To tackle the first limitation, we can make a link between our two rules for Suricata IDS. To do so, we can introduce a new rule option called xbits. With this option, we set a flag (tc_requested) when the first rule is triggered. This flag can then later be queried by the second rule with the “isset” operator. If the flag is set, then the second rule will trigger an alert. If the flag is not set, the second rule will not trigger an alert. Introducing the xbits option we make our rules tightly coupled with each other, and the degree of certainty that we are facing the SigRed exploit is significantly increased.

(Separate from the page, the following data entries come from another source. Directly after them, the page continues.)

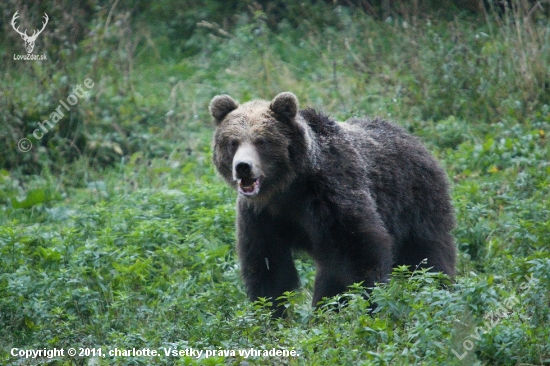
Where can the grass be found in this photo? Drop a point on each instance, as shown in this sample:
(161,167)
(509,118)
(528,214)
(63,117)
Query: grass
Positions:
(130,243)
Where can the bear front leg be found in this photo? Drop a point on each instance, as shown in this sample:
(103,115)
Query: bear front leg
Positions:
(366,258)
(267,266)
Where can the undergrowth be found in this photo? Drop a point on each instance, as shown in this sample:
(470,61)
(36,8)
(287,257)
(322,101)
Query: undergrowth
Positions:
(116,232)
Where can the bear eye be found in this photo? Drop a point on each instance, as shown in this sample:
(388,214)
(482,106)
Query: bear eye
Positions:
(261,142)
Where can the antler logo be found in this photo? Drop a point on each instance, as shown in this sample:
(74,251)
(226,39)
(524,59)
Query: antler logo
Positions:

To tackle the second limitation, we should make our Suricata rule aware of other valid compressed names that will trigger the vulnerability, such as “0xC00E”, “0xC00F”, “0xC010”, etc. Thus, we can add a byte_test comparison to look for greater values than “0x0c” in the second byte of the compressed name.

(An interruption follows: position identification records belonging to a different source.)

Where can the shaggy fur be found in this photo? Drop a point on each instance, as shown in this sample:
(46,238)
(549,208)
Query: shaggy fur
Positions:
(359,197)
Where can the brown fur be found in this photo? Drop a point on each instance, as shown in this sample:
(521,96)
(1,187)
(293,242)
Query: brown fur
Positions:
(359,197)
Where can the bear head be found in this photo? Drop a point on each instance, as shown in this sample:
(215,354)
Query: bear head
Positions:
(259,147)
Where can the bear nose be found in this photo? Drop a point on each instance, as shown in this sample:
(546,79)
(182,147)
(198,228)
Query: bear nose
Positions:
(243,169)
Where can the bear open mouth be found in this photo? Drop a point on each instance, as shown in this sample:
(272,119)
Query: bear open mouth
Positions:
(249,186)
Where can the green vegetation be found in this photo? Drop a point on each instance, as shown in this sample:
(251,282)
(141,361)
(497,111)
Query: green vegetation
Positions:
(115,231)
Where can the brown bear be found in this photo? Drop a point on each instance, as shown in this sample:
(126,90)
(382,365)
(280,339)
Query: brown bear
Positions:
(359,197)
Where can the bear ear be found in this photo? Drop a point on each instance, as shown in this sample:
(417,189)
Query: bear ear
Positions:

After addressing these two limitations, we end up with the following rules (note the red colour part of the rule to address the false positive limitation by combining the rules and the blue colour part of the rule to address other valid values of compressed names):
alert dns $EXTERNAL_NET 53 -> $DNS_SERVERS any (msg:”Windows DNS Exploit (TC header)”;flow:established,to_client;classtype:denial-of-service;byte_test:2,&,0x82,2;content: “|00 00 18 00 01|”;within: 120;xbits:set,tc_requested,track ip_pair;noalert;reference:cve,2020-1350;sid:666661;rev:2;)
alert tcp $EXTERNAL_NET 53 -> $DNS_SERVERS any (msg:”Windows DNS SigRed Exploit (Compressed SIG record)”;flow:established,to_client;classtype:denial-of-service;byte_test:2,>,0xFF00,0;byte_test:2,&,0x80,4;content:”|00 00 18 00 01|”;within:120;content:”|c0|”;within:31;byte_test:1,>,0x0c,0,relative;xbits:isset,tc_requested,track ip_pair;reference:cve,2020-1350;sid:666662;rev:3;)
With these two rules, you would learn about the victim DNS server being targeted in the attack and the external malicious DNS server sending the payload. Once you have this information you would be able to take further incident response measures, such as blocking the malicious domain on your perimeter.
With these two rules you will not get information about how your internal DNS got targeted by this exploit. Assuming we have already detected with the two previous rules the malicious domain name, e.g. “ibrokethe.net”, we could identify the attacker or victim of the attack by tweaking two more Suricata rules as follows:
After identifying all of the relevant properties that a malicious DNS packet could have, we can create the following two rules to detect the insider or victim of this attack to a specific domain that you have detected (note the corresponding explanatory colours in the rule):
alert dns $HOME_NET any -> $DNS_SERVERS 53 (msg:”Windows SigRed DNS Exploit (Insider Identification)”;classtype:denial-of-service;flow:to_server;byte_test:1,!&,0xF8,2;content:”|09|ibrokethe|03|net”;content:”|00 00 18 00 01|”;within: 5;reference:cve,2020-1350;sid:666663;rev:1;)
alert tcp $HOME_NET any -> $DNS_SERVERS 53 (msg:”Windows SigRed DNS Exploit (Victim Identification)”;classtype:denial-of-service;flow:to_server;byte_test:1,!&,0xF8,4;content:”|50 4f 53 54 20 2f|”;offset:0;depth:6;content:”|09|ibrokethe|03|net”;distance:20567;within:100;content:”|00 00 18 00 01|”;within:5;reference:cve,2020-1350,sid:666664;rev:1;)
With these four rules we would be able to identify a SigRed attack on a network and obtain the following details:
I hope these rules are useful for someone out there and helps protect your corporate networks. Good luck catching the bad guy!